Das untere Bilddrittel wird beherrscht von dem ausgebreiteten Dokument. Das Ereignis der Ankunft des beliebten und gerngesehenen Rates ist dort mit Unterschrift, Datum und Siegel beurkundet.
Die innere, gemalte Rahmung und das grüne Laubwerk trennen die beiden Bedeutungsebenen der Urkunde und der Reiterszene, die den Typus des barocken Reiterstandbildes aufnimmt. Ein breites Band in den Farben des Deutschen Reiches ist durch das Eichenlaub geschlungen.
Heinrich Winter, 1843 in Frankfurt am Main geboren, Schüler von Jakob Becker am Städel, lebte und arbeitete nach einem dreijährigen Paris-Aufenthalt seit 1870 in Kronberg.

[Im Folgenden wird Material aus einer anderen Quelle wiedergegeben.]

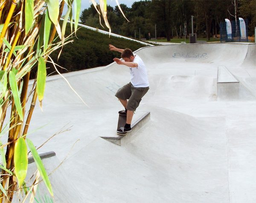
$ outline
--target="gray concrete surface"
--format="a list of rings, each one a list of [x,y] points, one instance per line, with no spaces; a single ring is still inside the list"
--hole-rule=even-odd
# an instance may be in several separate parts
[[[255,202],[255,44],[159,46],[136,53],[150,83],[137,111],[150,111],[151,119],[122,146],[100,137],[116,134],[122,108],[114,94],[129,81],[128,68],[113,63],[65,74],[89,107],[61,77],[48,79],[44,111],[38,104],[29,130],[47,125],[28,136],[39,146],[72,126],[40,150],[54,151],[61,161],[72,148],[61,170],[80,196],[68,195],[67,202]],[[219,67],[250,99],[219,99]],[[53,188],[55,195],[65,186]]]

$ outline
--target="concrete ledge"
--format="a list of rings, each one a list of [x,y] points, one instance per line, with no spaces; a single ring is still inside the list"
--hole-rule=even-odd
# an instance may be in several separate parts
[[[238,81],[224,66],[219,66],[218,68],[218,83],[237,82]]]
[[[125,135],[109,137],[100,137],[116,145],[121,146],[125,143],[128,142],[132,137],[137,135],[137,132],[140,129],[141,126],[150,119],[150,112],[148,112],[143,114],[131,125],[131,131]]]
[[[41,159],[43,160],[44,159],[47,159],[47,158],[54,157],[55,156],[56,156],[56,154],[54,151],[49,151],[45,153],[41,154],[39,154],[39,156],[40,156]],[[35,160],[34,160],[34,158],[33,158],[33,157],[29,157],[29,164],[33,163],[33,162],[35,162]]]

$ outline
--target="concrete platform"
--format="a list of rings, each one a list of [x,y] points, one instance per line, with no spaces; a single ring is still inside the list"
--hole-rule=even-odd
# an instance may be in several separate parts
[[[150,119],[121,146],[100,137],[115,133],[122,107],[114,94],[129,82],[128,68],[113,63],[64,74],[89,107],[61,77],[48,79],[44,111],[37,104],[28,136],[39,146],[64,131],[40,152],[54,151],[61,161],[72,149],[62,167],[79,196],[67,202],[256,202],[256,101],[219,99],[217,88],[218,67],[225,67],[256,95],[255,44],[175,44],[136,53],[150,84],[137,111],[150,111]]]

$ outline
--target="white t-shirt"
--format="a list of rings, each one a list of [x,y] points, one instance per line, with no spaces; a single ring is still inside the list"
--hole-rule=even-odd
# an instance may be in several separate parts
[[[138,64],[136,68],[130,68],[131,82],[135,87],[149,87],[146,67],[138,55],[134,55],[134,59],[132,61]]]

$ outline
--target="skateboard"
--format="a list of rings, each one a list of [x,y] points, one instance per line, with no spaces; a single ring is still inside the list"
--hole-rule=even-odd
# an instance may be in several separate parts
[[[119,114],[119,118],[118,118],[118,123],[117,124],[117,129],[119,129],[122,127],[124,127],[126,123],[126,116]],[[125,133],[116,133],[119,135],[125,135],[127,134],[127,132]]]

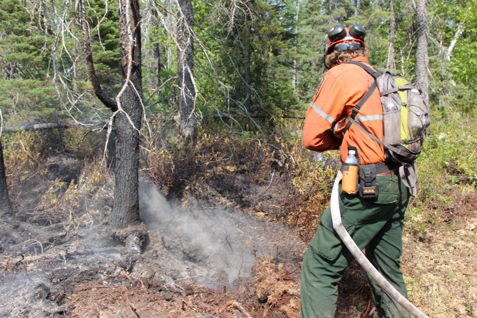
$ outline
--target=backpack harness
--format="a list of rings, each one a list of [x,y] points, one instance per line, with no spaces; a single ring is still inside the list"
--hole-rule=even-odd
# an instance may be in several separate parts
[[[410,114],[410,115],[414,116],[414,117],[416,117],[416,114],[417,115],[420,116],[417,118],[417,119],[420,121],[419,123],[420,124],[419,133],[416,136],[410,138],[406,142],[402,142],[400,138],[400,130],[401,129],[400,127],[400,119],[401,115],[399,110],[398,109],[394,111],[387,112],[385,107],[387,105],[383,105],[383,124],[384,126],[384,131],[385,135],[383,138],[383,140],[381,141],[379,138],[373,134],[371,134],[365,128],[359,124],[355,120],[355,118],[358,112],[359,111],[360,109],[373,94],[376,87],[379,89],[380,85],[378,82],[378,80],[386,80],[386,79],[384,78],[380,79],[380,77],[382,77],[383,76],[392,76],[392,75],[387,72],[383,73],[379,71],[374,71],[367,65],[359,62],[350,61],[346,63],[355,64],[362,68],[374,78],[375,81],[364,96],[361,98],[358,104],[354,106],[351,115],[347,116],[348,122],[345,127],[342,134],[344,136],[351,125],[354,124],[362,132],[384,147],[386,157],[386,161],[382,162],[371,164],[360,165],[359,169],[359,179],[360,186],[359,187],[360,189],[360,195],[363,198],[371,198],[377,197],[379,192],[379,186],[376,182],[376,174],[390,170],[398,170],[399,176],[401,180],[402,180],[404,185],[409,188],[410,194],[412,196],[415,196],[416,194],[415,186],[417,183],[417,178],[416,175],[415,167],[414,162],[416,159],[420,154],[420,146],[424,139],[424,136],[427,131],[427,129],[430,122],[429,117],[429,114],[427,110],[427,105],[425,105],[425,103],[423,100],[422,99],[420,94],[414,94],[414,95],[417,96],[416,97],[417,99],[419,99],[419,101],[421,103],[420,106],[417,108],[420,110],[420,111],[415,111],[414,113],[410,112],[409,113]],[[413,91],[415,91],[418,93],[418,90],[416,86],[406,83],[400,86],[396,85],[389,85],[389,87],[388,87],[386,90],[384,91],[380,90],[380,95],[382,97],[383,96],[386,96],[392,93],[398,94],[397,92],[399,91],[406,90],[412,90]],[[399,107],[403,106],[403,103],[400,101],[400,99],[399,99]],[[393,115],[391,115],[392,113]],[[390,116],[390,117],[387,117],[387,115]],[[395,117],[391,117],[391,116],[394,116]],[[396,116],[398,116],[397,123],[396,122],[390,122],[390,121],[392,120],[395,122],[397,121],[396,120]],[[395,139],[396,137],[398,138],[397,143],[395,141],[395,144],[396,144],[392,145],[387,142],[386,140],[387,137],[386,135],[387,124],[390,125],[394,125],[395,126],[399,125],[399,127],[397,128],[398,130],[397,133],[395,131],[393,134],[393,135],[398,135],[398,136],[391,136],[391,138],[394,138]],[[406,129],[407,129],[407,125]],[[389,137],[390,136],[388,136],[388,137]],[[403,144],[408,144],[408,147],[403,146]],[[414,151],[409,149],[411,148],[410,147],[411,145],[412,145]],[[368,189],[374,189],[375,191],[366,191],[366,193],[363,193],[362,191],[361,191],[361,189],[363,188]]]

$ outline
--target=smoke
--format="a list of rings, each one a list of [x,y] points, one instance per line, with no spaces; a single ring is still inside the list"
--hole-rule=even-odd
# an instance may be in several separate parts
[[[160,236],[170,261],[180,262],[200,276],[198,281],[214,287],[250,276],[262,249],[256,235],[263,225],[256,219],[238,211],[172,206],[144,182],[140,193],[141,219],[150,232]]]

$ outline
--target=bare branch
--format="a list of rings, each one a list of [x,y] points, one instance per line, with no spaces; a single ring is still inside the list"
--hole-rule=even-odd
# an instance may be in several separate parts
[[[108,97],[101,88],[101,84],[96,75],[94,70],[94,65],[93,62],[93,53],[91,48],[91,40],[89,38],[89,26],[86,20],[86,12],[83,0],[79,0],[80,5],[80,23],[81,25],[81,33],[83,36],[83,41],[84,42],[84,53],[86,55],[86,67],[87,70],[88,77],[91,81],[93,86],[93,91],[98,98],[106,107],[110,108],[113,112],[118,109],[118,104],[113,99]]]

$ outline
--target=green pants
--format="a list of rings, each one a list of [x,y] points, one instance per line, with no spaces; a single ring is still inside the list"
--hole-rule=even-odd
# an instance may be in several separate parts
[[[379,195],[375,199],[341,193],[340,211],[343,225],[376,269],[407,297],[399,268],[402,249],[404,214],[409,202],[407,188],[399,179],[377,177]],[[340,191],[341,189],[340,188]],[[354,259],[333,229],[329,208],[305,256],[302,267],[301,318],[333,318],[338,282]],[[410,315],[369,277],[374,305],[380,318],[409,318]]]

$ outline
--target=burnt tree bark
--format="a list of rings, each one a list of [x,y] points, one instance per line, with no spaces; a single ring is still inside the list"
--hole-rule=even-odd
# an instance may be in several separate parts
[[[114,202],[109,222],[124,228],[139,221],[139,129],[143,107],[139,3],[138,0],[120,0],[119,5],[122,87],[112,99],[103,92],[96,77],[84,4],[82,0],[79,1],[88,76],[94,93],[114,112],[117,163]]]
[[[11,214],[11,204],[8,196],[8,188],[5,174],[5,162],[3,161],[3,150],[0,141],[0,216]]]
[[[417,47],[416,50],[416,84],[422,90],[422,95],[429,102],[427,66],[429,52],[427,40],[427,0],[419,0],[416,8]]]
[[[194,10],[191,0],[178,0],[177,12],[177,77],[179,133],[186,140],[194,139],[197,134],[195,114],[196,91],[193,81],[194,38],[192,23]]]

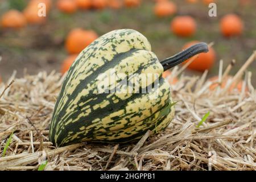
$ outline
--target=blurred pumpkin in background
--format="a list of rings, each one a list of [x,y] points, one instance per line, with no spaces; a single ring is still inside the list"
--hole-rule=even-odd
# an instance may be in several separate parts
[[[187,2],[191,3],[195,3],[198,2],[198,0],[187,0]]]
[[[251,3],[251,0],[240,0],[239,2],[243,6],[249,5]]]
[[[108,6],[108,0],[92,0],[92,7],[96,9],[104,9]]]
[[[75,0],[76,6],[81,9],[89,9],[92,6],[91,0]]]
[[[169,0],[155,0],[155,2],[163,2],[163,1],[168,1]]]
[[[65,48],[70,54],[79,53],[97,38],[98,35],[92,30],[75,28],[68,35]]]
[[[228,83],[228,81],[229,81],[229,80],[231,81],[231,79],[232,79],[232,78],[233,77],[231,76],[228,76],[225,77],[224,79],[222,80],[222,81],[221,81],[221,84],[220,84],[221,88],[224,89],[226,87],[226,84]],[[218,80],[218,76],[217,76],[209,78],[209,81],[212,82],[217,81]],[[242,80],[239,80],[239,82],[237,84],[236,84],[236,83],[233,82],[229,87],[229,92],[232,92],[234,89],[237,89],[237,90],[238,90],[238,92],[241,92],[242,89],[243,88],[243,82],[244,81]],[[212,84],[209,86],[210,90],[214,90],[218,86],[218,85],[219,84],[218,83]],[[246,92],[249,91],[248,88],[247,86],[245,88],[245,91]]]
[[[164,1],[156,3],[154,7],[155,14],[159,17],[173,15],[177,11],[176,5],[171,1]]]
[[[38,16],[38,7],[35,4],[27,6],[23,10],[23,14],[28,23],[42,24],[46,20],[46,16]]]
[[[199,43],[198,41],[188,42],[184,46],[183,49],[188,48],[198,43]],[[209,47],[208,52],[201,53],[183,62],[183,64],[185,64],[191,59],[195,59],[195,57],[196,58],[188,65],[188,68],[191,69],[204,72],[206,69],[210,69],[213,66],[215,63],[216,53],[213,48]]]
[[[46,10],[47,13],[49,11],[52,5],[51,0],[30,0],[28,3],[28,6],[35,6],[37,7],[38,9],[40,8],[40,6],[39,6],[40,3],[44,3],[46,5]]]
[[[226,37],[230,37],[242,34],[243,23],[238,15],[230,14],[221,19],[220,26],[222,35]]]
[[[69,55],[63,62],[61,68],[60,69],[60,72],[62,75],[64,75],[69,69],[71,65],[76,60],[76,58],[78,56],[78,54]]]
[[[125,5],[128,7],[138,7],[141,5],[141,0],[125,0]]]
[[[19,28],[24,27],[27,22],[22,13],[16,10],[11,10],[2,15],[1,24],[5,28]]]
[[[56,6],[60,11],[68,14],[76,12],[77,8],[75,0],[58,0]]]
[[[164,78],[167,79],[170,85],[175,85],[177,82],[178,79],[176,77],[172,77],[171,76],[171,75],[172,72],[170,70],[167,70],[163,73],[162,77]]]
[[[109,7],[113,9],[119,9],[123,5],[121,0],[109,0],[108,2]]]
[[[204,4],[208,5],[209,3],[211,3],[212,2],[214,2],[214,0],[203,0],[203,2]]]
[[[191,36],[196,32],[196,23],[190,16],[177,16],[172,20],[171,30],[177,36]]]

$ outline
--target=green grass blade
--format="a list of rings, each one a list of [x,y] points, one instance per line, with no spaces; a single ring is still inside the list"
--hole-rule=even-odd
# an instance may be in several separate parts
[[[39,167],[38,167],[38,171],[44,171],[47,163],[48,163],[48,161],[46,160],[46,162],[44,164],[42,164],[39,166]]]
[[[11,138],[13,138],[14,132],[14,131],[13,131],[11,134],[10,135],[9,138],[8,139],[8,140],[7,141],[6,144],[5,144],[5,148],[3,148],[3,154],[2,155],[2,158],[3,158],[5,156],[5,153],[6,152],[8,147],[9,146],[10,143],[11,143]]]
[[[204,115],[204,117],[202,118],[202,120],[201,120],[201,121],[199,122],[197,126],[196,126],[196,127],[199,127],[201,125],[202,125],[204,122],[205,122],[205,120],[207,120],[207,118],[209,117],[209,115],[210,115],[209,111],[208,111]]]

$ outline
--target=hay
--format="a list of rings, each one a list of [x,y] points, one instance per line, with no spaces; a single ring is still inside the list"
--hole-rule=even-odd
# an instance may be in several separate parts
[[[256,92],[251,73],[245,74],[241,91],[229,89],[255,59],[255,52],[225,88],[209,89],[213,82],[206,80],[207,72],[200,77],[181,75],[172,86],[174,100],[179,102],[166,130],[152,136],[148,131],[138,143],[125,145],[82,143],[55,148],[48,141],[48,125],[63,77],[40,72],[15,78],[14,73],[7,82],[14,83],[0,86],[0,156],[14,131],[6,156],[0,157],[0,170],[37,170],[45,160],[46,170],[255,170]],[[216,82],[221,82],[222,69],[221,61]],[[177,68],[172,71],[179,73]],[[208,111],[207,121],[197,128]]]

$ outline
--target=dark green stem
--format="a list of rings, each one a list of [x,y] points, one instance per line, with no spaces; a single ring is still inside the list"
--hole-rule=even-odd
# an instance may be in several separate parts
[[[200,43],[190,47],[187,49],[185,49],[172,57],[162,61],[160,63],[164,68],[164,71],[166,71],[171,68],[174,67],[198,53],[207,52],[208,51],[209,49],[207,44],[205,43]]]

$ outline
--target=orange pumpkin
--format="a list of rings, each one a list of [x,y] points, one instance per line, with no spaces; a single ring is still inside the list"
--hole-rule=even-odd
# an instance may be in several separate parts
[[[70,54],[79,53],[98,38],[92,30],[75,28],[68,35],[65,48]]]
[[[209,3],[212,2],[214,2],[214,0],[203,0],[203,2],[207,5],[208,5]]]
[[[155,5],[155,14],[159,17],[171,15],[177,11],[177,7],[171,1],[163,1]]]
[[[58,0],[57,8],[61,12],[72,14],[76,11],[76,2],[74,0]]]
[[[221,33],[226,37],[240,35],[243,28],[242,20],[238,16],[233,14],[224,16],[220,26]]]
[[[251,3],[251,0],[240,0],[240,3],[243,6],[249,5]]]
[[[224,78],[224,79],[221,82],[221,84],[220,85],[221,88],[224,89],[226,87],[226,85],[228,83],[228,80],[230,80],[232,78],[232,77],[230,76],[228,76],[226,77],[225,78]],[[214,76],[209,79],[209,81],[210,81],[212,82],[217,81],[218,80],[218,76]],[[234,89],[237,89],[240,92],[241,92],[242,89],[243,87],[243,81],[242,80],[240,80],[239,81],[239,82],[237,84],[237,85],[236,85],[235,83],[232,83],[231,84],[230,86],[229,87],[229,92],[232,92]],[[218,83],[212,84],[212,85],[210,85],[209,88],[210,90],[213,90],[218,86]],[[246,92],[249,91],[248,88],[247,86],[245,88],[245,91]]]
[[[170,70],[167,70],[163,73],[162,77],[164,78],[167,78],[168,82],[170,85],[175,85],[178,79],[176,77],[170,77],[170,76],[172,74],[172,72]]]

Bekannt wurde er vor allem durch seine Darstellung von Pferden, die ihn zu einem gefragten Porträtisten dieser Tiere werden ließ und durch die Schilderungen seiner Kriegserlebnisse im deutsch-französischen Krieg 1870/71. In den Jahren 1868, 1874 und später noch einmal bereiste er Ungarn und Südosteuropa. Seine Eindrücke aus diesen Ländern und von ihren Bewohnern hat er in zahlreichen Bildern verarbeitet. Heinrich Winter starb 1911 in Kronberg.
Das Gemälde ist nicht allein ein interessantes Zeitzeugnis, sondern auch ein gutes Beispiel dafür, daß die Künstler der Malerkolonie in das gesellschaftliche Leben Kronbergs einbezogen waren und sogar Aufträge des städtischen Rates erhielten.